December 3, 2014

Six Tips to Communicate Better with Your Doctor

Just a week ago, I wrote about my fear of dementia. Estimates suggest that 50-80% of us Parkinsonians end up with some type of cognitive impairment.

And this week, I’m embarking on a new venture with a brand new team of doctors – a new geriatrician (acting as quarterback), a new neurologist, and a new end-of-life therapist. I described my enthusiasm for this new arrangement in yesterday's post.

Worries about dementia… new healthcare team…. It’s little wonder that an article published on November 30 in the online journal Dementia Today got my attention. It’s title? "Alzheimer’s and Communicating with Your Doctor."

After I read it, I realized the title really should be “Communicating with Your Doctor,” an issue of universal interest. The topic has certainly been front and center for me during the past few weeks.

During a recent initial interview with a potential new neurologist, she won me over when she asked me to stop babbling about tangential issues and just answer her questions. She reminded me of my daughter and my late wife: both assertive, outspoken women… just the kind I like.

That’s my main problem – too much information (TMI), too little focus, and way too many words. I know I must do a better job condensing and clarifying my thoughts with the members of my new healthcare team. It’s the most important thing I can do to help them help me. That... and becoming a better listener.

The same thing – TMI – frustrated my brand new geriatrician recently when I tried to tell her everything in a single email. She politely urged me to limit my communications in future.

I’m reminded of the advice a 10th grade journalism teacher offered a friend of mine many years ago: DELETE TO STRENGTHEN. I’d do well to follow that advice, as an 85-year-old with new doctors.

Here's are the six suggestions from that article about communicating with your doctor. They made sense to me; maybe you'll feel the same way.
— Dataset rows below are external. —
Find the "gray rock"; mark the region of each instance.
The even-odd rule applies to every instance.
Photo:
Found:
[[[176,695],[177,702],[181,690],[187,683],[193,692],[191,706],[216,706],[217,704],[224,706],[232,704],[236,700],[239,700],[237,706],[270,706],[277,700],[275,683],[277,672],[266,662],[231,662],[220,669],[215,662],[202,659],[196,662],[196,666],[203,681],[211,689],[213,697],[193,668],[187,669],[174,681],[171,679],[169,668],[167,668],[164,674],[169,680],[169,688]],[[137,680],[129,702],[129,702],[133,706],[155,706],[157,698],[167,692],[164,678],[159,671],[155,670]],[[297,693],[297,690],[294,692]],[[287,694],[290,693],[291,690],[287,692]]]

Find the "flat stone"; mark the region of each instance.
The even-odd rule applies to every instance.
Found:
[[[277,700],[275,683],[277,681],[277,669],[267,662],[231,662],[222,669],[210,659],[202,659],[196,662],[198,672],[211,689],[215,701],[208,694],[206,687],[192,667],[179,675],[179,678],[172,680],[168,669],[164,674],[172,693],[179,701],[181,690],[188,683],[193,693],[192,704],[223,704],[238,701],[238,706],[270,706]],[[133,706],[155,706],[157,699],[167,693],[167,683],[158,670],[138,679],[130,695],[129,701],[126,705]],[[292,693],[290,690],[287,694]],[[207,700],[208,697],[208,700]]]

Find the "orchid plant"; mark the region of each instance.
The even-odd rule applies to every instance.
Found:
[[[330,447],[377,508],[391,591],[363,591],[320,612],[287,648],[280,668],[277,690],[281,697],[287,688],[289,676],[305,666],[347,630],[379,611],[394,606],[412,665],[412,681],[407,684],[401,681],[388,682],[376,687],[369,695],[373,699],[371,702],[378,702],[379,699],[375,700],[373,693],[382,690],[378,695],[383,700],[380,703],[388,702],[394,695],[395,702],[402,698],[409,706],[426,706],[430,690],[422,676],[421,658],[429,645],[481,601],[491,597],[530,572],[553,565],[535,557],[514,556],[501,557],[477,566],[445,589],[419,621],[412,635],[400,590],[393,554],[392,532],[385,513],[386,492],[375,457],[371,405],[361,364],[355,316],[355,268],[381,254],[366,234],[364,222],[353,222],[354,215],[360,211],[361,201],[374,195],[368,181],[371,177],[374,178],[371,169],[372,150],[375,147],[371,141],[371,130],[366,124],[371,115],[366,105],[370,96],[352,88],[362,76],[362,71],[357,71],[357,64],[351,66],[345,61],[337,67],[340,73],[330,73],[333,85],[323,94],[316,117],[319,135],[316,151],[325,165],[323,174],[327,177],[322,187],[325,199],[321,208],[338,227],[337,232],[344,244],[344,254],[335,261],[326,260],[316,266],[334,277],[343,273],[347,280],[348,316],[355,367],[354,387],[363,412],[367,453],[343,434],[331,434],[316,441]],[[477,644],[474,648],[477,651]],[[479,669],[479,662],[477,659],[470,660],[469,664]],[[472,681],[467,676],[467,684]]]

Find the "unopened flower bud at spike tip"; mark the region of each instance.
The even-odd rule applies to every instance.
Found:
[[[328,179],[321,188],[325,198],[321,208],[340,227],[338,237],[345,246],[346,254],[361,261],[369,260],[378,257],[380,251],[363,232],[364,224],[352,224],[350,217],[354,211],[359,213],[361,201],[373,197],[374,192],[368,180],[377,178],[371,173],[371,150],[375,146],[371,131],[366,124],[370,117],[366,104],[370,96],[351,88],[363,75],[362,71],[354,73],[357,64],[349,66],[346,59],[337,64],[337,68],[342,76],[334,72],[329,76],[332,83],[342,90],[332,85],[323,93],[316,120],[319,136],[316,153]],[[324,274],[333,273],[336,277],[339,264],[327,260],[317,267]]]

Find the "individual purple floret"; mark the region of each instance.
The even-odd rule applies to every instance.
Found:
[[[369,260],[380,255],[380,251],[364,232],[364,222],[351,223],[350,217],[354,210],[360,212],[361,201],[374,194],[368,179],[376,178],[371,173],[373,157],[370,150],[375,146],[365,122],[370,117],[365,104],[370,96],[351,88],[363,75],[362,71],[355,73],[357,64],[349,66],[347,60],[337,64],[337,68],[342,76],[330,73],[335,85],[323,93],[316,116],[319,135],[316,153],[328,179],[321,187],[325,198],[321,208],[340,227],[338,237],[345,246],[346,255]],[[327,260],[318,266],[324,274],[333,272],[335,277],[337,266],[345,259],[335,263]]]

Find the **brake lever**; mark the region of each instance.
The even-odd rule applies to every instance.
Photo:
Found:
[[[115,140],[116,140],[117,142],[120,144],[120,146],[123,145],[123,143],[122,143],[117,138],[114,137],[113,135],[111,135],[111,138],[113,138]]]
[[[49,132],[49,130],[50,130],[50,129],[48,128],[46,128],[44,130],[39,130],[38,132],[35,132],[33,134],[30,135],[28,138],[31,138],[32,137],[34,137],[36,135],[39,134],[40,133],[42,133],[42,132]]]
When was the last time you left a doctor visit feeling satisfied that your concerns were heard and responded to? Successful communication with your doctor demands effective two-way communication. Here are a few tips to consider:
  • Make a list of your concerns. Start a few days in advance, if possible, to track symptoms or other concerns. Be thorough and honest; the details are important. Keeping the list to one page will help the doctor stay engaged. Mention your most important concerns first. Consider giving the doctor a copy of your list so she can follow along. This will help make the best use of the limited time you have for your appointment.
  • Speak up. Doctors tend to prioritize diagnostic information and core concerns early in the office visit. Make sure you make your key concerns known at the onset of the visit to help prevent the doctor from jumping to conclusions about treatments or dismissing issues you believe are important.
  • Listen. It is so easy to get rattled at a doctor’s visit that it sometimes feels like the appointment is over in a blink of an eye and all you walk out with is the blurred memory of a meeting and a prescription. Take some deep breaths and focus on what the doctor is saying. Bring a tape recorder and ask the doctor if she wouldn’t mind your recording the visit to help you better remember the information you discuss.
  • Ask questions. Don’t hesitate to ask when words the doctor is using are unfamiliar or his instructions are not clear to you. Question the assumptions behind proposed treatments that do not seem viable in your situation. And above all, you deserve to know what the cost to you may be for a proposed treatment. Doctors’ recommendations are only as valuable as your interest and ability to put them into practice.
  • Don’t minimize the symptoms or situation. Remarks like “it’s just a little cough” or “my mother being up all night really isn’t a problem,” might lead your doctor to the same conclusion. If your real fear is that your sister’s lung cancer started with a similar cough, let the doctor know. If mom’s being up all night is preventing you from getting any sleep, say so. A few reassuring words, an appropriate test or as-needed sleeping medication can put your mind at ease.
  • Share your knowledge. The doctor knows medical care and you know family care. Share information with the doctor about valuable community resources that have helped you. The doctor and their staff appreciate patient recommendations. They, in turn, can use this information to help other caregivers and patients.

1 comment:

Anonymous said...

How about "Don't diagnose yourself on the internet before your appointment?" That's a big one we all enjoy, but reportedly our doctors don't enjoy it as much. It's right up there with the doctor's office cartoon that says "Thank you for not mentioning Dr. Oz."